Int’l documentation work begins for Aigai building
With the support of the German Archaeological Institute, international documentation work has been initiated in the agora building of the ancient city of Aigai, which dates back 2,700 years in the western province of Manisa.
“If the Byzantines had not destroyed this building, it would have remained intact except for its roof. The most important feature of this architectural and engineering marvel is that it stands without any binding,” said the head of Aigai excavation team and a faculty member of Manisa Celal Bayar University, Department of Archeology Associated Professor Yusuf Sezgin.
This year’s excavations have been initiated recently in the ancient city of Aigai, which is one of the 12 Aeolian cities established in Western Anatolia, located near the Yuntdağ Köseler neighborhood of Yunusemre district and has a history of 2,700 years.
Sponsored by the General Directorate of Cultural Heritage and Museums, Turkish Historical Society, Yunusemre Municipality and Aliağa Municipality, the works focused on the agora building, which is the symbol of the ancient city.
With the support of the German Archaeological Institute, the international documentation work continues in the agora building, which is thought to consist of 14 rooms with a height of 11 meters and a length of 80 meters.
Sezgin stated that they will transfer the historical structure to future generations, adding, “One of the most important structures known in Aigai is the agora building. This is a famous building that has been seen by everyone who comes here for thousands of years. It is 2,200 years old. It should have been 80 meters long, 11 meters high, and 15 meters in the original form. It is a stone building that has survived, albeit partially, in the best way possible to this day. It is one of the most iconic structures of the city and a structure that can come to mind for anyone who hears the name Aigai. That’s why it is important to us as well.”
“We first started the documentation work in order to transfer the structure, which has suffered a lot of damage due to both human and natural conditions, to future generations.”
Sezgin noted that all the stones in the building were coded one by one and they formed their architectural structures.
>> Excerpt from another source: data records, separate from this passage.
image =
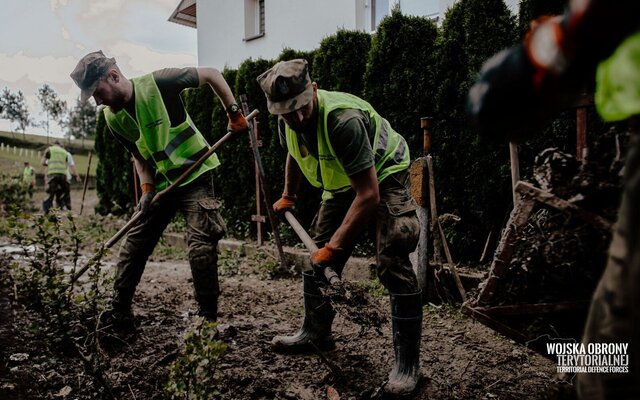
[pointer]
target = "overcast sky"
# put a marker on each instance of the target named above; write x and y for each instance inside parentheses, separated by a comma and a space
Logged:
(42, 40)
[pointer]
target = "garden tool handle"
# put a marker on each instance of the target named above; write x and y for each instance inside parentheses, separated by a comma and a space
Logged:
(329, 273)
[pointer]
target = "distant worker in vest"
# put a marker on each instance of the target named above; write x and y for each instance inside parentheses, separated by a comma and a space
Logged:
(147, 116)
(29, 178)
(56, 161)
(514, 93)
(340, 144)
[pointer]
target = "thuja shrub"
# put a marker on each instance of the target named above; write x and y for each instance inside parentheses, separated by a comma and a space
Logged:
(472, 176)
(399, 78)
(193, 375)
(341, 61)
(114, 181)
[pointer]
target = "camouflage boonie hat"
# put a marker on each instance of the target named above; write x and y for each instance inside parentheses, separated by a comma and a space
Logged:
(287, 86)
(88, 72)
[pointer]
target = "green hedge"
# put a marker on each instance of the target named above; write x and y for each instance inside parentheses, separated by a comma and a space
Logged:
(114, 173)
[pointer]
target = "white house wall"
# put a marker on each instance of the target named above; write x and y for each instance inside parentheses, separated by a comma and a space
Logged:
(296, 24)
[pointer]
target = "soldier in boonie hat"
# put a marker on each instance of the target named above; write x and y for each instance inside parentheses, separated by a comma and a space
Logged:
(287, 86)
(88, 72)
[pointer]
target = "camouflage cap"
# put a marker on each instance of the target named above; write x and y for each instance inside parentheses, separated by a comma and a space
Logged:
(287, 86)
(88, 72)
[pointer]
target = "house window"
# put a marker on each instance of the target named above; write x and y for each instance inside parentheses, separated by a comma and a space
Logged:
(379, 10)
(253, 19)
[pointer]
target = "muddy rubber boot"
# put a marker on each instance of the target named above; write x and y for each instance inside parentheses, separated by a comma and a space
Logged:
(316, 327)
(406, 317)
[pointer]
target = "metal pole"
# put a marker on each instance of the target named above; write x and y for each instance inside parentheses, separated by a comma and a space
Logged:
(265, 188)
(515, 170)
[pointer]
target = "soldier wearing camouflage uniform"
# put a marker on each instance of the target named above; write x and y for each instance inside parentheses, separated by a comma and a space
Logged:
(147, 116)
(519, 87)
(340, 144)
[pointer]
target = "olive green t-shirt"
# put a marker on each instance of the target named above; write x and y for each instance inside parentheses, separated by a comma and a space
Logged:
(350, 131)
(171, 82)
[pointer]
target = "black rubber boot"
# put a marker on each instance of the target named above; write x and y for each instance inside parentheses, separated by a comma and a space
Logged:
(316, 328)
(406, 317)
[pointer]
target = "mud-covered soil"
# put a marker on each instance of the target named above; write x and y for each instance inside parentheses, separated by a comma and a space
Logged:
(461, 359)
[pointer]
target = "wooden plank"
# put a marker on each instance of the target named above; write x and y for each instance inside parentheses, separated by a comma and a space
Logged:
(437, 256)
(504, 252)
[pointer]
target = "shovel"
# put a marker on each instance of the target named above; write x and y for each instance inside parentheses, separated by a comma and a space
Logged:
(329, 273)
(135, 218)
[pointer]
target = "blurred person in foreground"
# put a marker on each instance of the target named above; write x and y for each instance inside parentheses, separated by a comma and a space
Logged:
(56, 160)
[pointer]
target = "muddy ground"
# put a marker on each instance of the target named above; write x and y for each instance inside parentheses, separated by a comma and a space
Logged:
(461, 359)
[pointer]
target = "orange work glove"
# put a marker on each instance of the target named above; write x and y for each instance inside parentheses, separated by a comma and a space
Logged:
(237, 122)
(286, 203)
(326, 256)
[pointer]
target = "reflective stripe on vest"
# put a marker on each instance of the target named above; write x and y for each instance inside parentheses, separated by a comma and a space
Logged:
(618, 82)
(171, 149)
(391, 153)
(57, 164)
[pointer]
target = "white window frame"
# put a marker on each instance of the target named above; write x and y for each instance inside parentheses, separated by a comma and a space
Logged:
(254, 24)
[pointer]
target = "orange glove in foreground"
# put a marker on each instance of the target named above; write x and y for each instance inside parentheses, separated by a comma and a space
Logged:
(326, 255)
(286, 203)
(237, 123)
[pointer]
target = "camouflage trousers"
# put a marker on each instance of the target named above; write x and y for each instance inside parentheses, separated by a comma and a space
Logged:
(205, 227)
(396, 229)
(58, 187)
(614, 315)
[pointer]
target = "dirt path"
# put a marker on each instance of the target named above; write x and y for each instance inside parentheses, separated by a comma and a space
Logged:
(460, 359)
“After completing the documentation of the building, we will first make a conservation project. Because the stones in the high part of the building have moved from their places. We will continue comprehensive study. Our team is supported by the deputy director of the German Archeology Institute in Türkiye and his team. He works as an architect in such excavations. We will finish the project this year and start the restoration work next year,” he said.
Stating that Agora is a marvel of engineering, Sezgin said, “In fact, the building would have remained intact, except for its roof, had it not been touched by human hands. We found the columns in one of the shops found in the wreckage here. The pillars belonged to this building and all the lead in it had been removed. In ancient times, the columns were attached to each other with the help of lead. The Byzantines took the lead inside the columns by demolishing the buildings to meet the lead need.”
“If the Byzantines did not demolish this building; except for its roof, it would have remained intact. The most important feature of this architectural and engineering marvel is that it stands without any binding.”